Instructor: Fountain, Christine
4 credits

Fordham course attributes: AMST, ASHS, BESN, LPHP, URST


SOCI-3406-V11- Race/Social Construct
Summer Session 1, May 27, 2025 - June 26, 2025
Online: MTW, 09:00AM - 12:00PM

This course concerns the evolution of racial typologies and classification system in the U.S. We will draw on a variety of texts from natural and social sciences, law, and literature to examine how "scientific" typologies of race are actually more reflective of power dynamics and social hierarchies than biological or genetic differences. Our goal is to understand the continuing significance of race in terms of social and economic power, as well and individual self-conceptualizations and identity politics.

CRN: 16522

Instructor: Valle, Maria
4 credits

Fordham course attributes: ADVD, AMST, ASHS, ASSC, LALS, LASS, URST


Classes listed as either Lincoln Center or Rose Hill will meet on-campus only.

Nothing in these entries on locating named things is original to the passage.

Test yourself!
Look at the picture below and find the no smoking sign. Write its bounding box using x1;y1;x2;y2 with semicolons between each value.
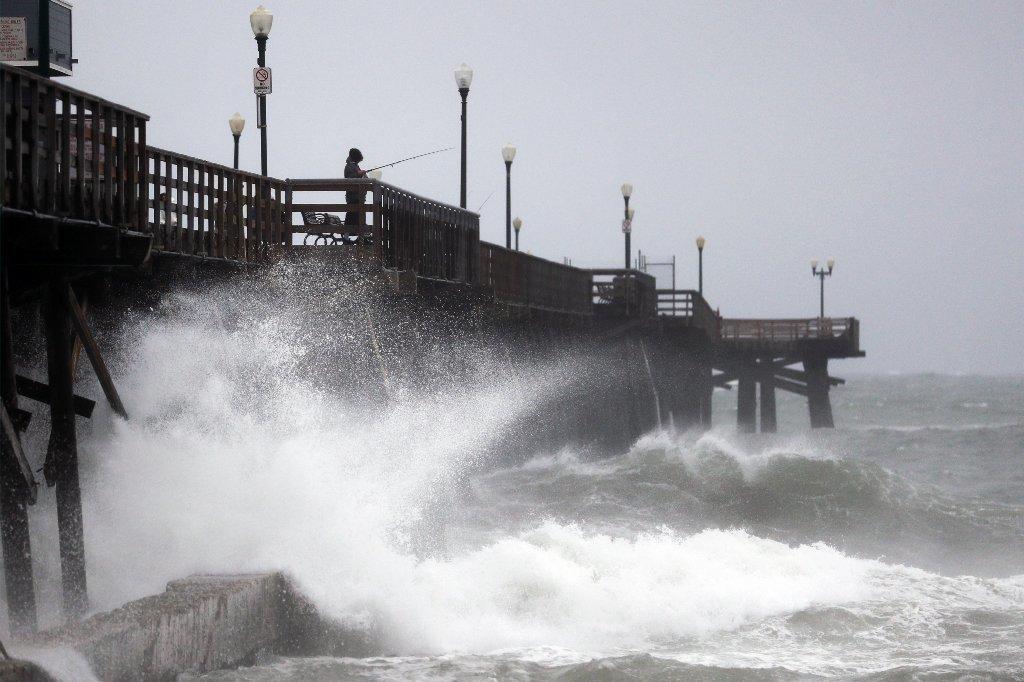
253;67;273;95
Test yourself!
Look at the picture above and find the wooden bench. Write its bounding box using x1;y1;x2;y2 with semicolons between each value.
302;211;359;246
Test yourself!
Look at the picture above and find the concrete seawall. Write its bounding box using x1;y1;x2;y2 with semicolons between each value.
11;573;377;681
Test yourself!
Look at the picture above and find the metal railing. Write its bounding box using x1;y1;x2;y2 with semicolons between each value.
284;179;480;284
721;317;858;344
0;66;150;228
479;242;593;315
143;147;291;263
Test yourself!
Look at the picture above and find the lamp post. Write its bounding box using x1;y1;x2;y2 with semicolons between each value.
227;112;246;170
502;142;519;251
622;182;633;269
811;258;836;318
455;61;473;208
697;237;705;296
249;5;273;176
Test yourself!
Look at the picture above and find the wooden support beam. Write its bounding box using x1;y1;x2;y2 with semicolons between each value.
711;372;736;391
71;294;89;377
0;265;37;635
0;406;37;504
736;374;758;433
17;375;96;419
772;377;807;397
65;286;128;419
43;276;88;621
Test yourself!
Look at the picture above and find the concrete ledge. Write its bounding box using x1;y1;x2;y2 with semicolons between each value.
26;573;377;681
0;658;53;682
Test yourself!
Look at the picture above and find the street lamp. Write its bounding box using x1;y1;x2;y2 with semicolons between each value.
227;112;246;170
811;258;836;318
622;182;633;269
502;142;518;251
455;61;473;208
249;5;273;177
697;237;706;296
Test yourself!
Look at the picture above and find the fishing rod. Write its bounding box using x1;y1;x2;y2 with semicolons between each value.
476;189;495;213
367;146;455;173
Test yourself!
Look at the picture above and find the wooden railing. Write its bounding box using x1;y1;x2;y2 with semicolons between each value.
479;242;593;315
722;317;859;345
285;179;480;284
0;66;150;228
143;147;291;263
656;289;721;338
590;268;657;317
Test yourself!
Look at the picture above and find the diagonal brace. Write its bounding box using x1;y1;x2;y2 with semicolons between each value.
67;286;128;419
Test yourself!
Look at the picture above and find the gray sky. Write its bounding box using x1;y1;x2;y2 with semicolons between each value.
68;0;1024;373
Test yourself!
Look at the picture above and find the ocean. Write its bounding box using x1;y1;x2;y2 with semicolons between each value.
9;274;1024;681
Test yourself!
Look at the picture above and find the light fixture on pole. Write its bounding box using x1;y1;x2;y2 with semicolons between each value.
697;237;706;296
249;5;273;176
623;202;636;269
811;258;836;318
455;61;473;208
622;182;633;269
227;112;246;170
502;142;518;250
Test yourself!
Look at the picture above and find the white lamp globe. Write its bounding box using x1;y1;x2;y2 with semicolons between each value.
227;112;246;136
249;5;273;38
455;61;473;90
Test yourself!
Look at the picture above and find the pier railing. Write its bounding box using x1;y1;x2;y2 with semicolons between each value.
656;289;721;338
285;179;480;284
0;66;150;228
479;242;593;315
721;317;859;345
143;147;291;263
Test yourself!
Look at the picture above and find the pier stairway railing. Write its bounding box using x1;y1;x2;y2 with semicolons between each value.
0;66;150;230
479;242;593;315
284;179;480;285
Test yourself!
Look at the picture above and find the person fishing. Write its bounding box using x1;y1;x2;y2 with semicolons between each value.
345;146;367;226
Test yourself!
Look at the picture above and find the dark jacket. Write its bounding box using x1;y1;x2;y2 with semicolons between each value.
345;159;367;225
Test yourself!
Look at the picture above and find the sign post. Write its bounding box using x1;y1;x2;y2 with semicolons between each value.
0;16;29;61
253;67;273;95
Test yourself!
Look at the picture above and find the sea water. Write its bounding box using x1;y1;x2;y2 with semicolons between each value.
4;268;1024;680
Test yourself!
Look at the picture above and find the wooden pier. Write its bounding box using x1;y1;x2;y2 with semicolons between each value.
0;66;863;632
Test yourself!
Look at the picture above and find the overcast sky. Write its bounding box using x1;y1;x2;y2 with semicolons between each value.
68;0;1024;373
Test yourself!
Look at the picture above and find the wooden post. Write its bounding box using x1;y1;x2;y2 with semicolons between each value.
698;361;715;431
761;377;778;433
736;370;758;433
0;268;37;635
804;355;836;429
43;276;88;621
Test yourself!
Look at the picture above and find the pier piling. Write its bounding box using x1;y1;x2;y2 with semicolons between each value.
736;372;758;433
44;276;88;620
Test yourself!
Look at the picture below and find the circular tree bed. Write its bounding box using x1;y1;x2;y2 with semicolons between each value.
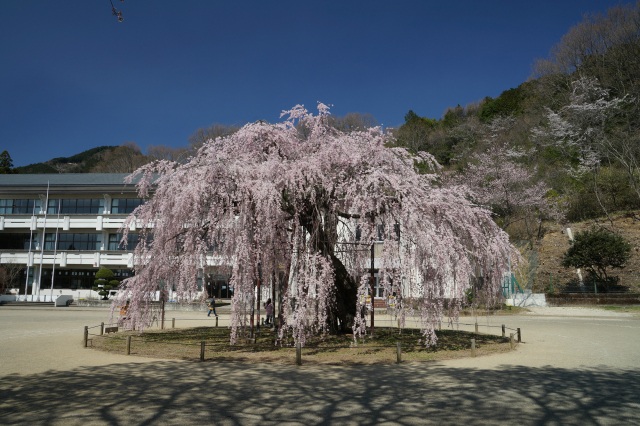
92;327;510;365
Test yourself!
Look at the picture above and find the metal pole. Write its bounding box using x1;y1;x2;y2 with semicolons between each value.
51;200;60;302
370;242;376;336
36;181;49;302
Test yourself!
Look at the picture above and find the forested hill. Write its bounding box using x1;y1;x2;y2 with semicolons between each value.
6;2;640;241
396;2;640;230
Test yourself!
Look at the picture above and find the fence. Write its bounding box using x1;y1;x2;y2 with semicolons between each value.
84;317;522;365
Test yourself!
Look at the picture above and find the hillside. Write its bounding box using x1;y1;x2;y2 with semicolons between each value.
528;211;640;293
13;146;117;174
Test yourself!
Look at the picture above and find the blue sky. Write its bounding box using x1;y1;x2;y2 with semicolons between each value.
0;0;630;166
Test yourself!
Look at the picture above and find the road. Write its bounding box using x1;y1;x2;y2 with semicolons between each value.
0;306;640;426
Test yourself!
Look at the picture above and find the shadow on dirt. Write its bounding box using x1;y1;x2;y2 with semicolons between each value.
0;361;640;425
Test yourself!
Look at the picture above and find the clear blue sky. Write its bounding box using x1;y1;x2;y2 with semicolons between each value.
0;0;630;166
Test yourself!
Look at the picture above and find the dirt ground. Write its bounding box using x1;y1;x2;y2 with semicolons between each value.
0;307;640;426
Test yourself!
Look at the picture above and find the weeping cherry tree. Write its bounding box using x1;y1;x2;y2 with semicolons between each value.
116;104;515;345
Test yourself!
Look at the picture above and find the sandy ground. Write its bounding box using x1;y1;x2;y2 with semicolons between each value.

Classes listed as "Online" during Session I or II will meet synchronously online during their scheduled meeting times. Students in different time zones should plan accordingly. Session III online courses are asynchronous (exceptions are noted in course descriptions).

Hybrid courses will meet in person on campus at the times indicated; additional online work will also be required.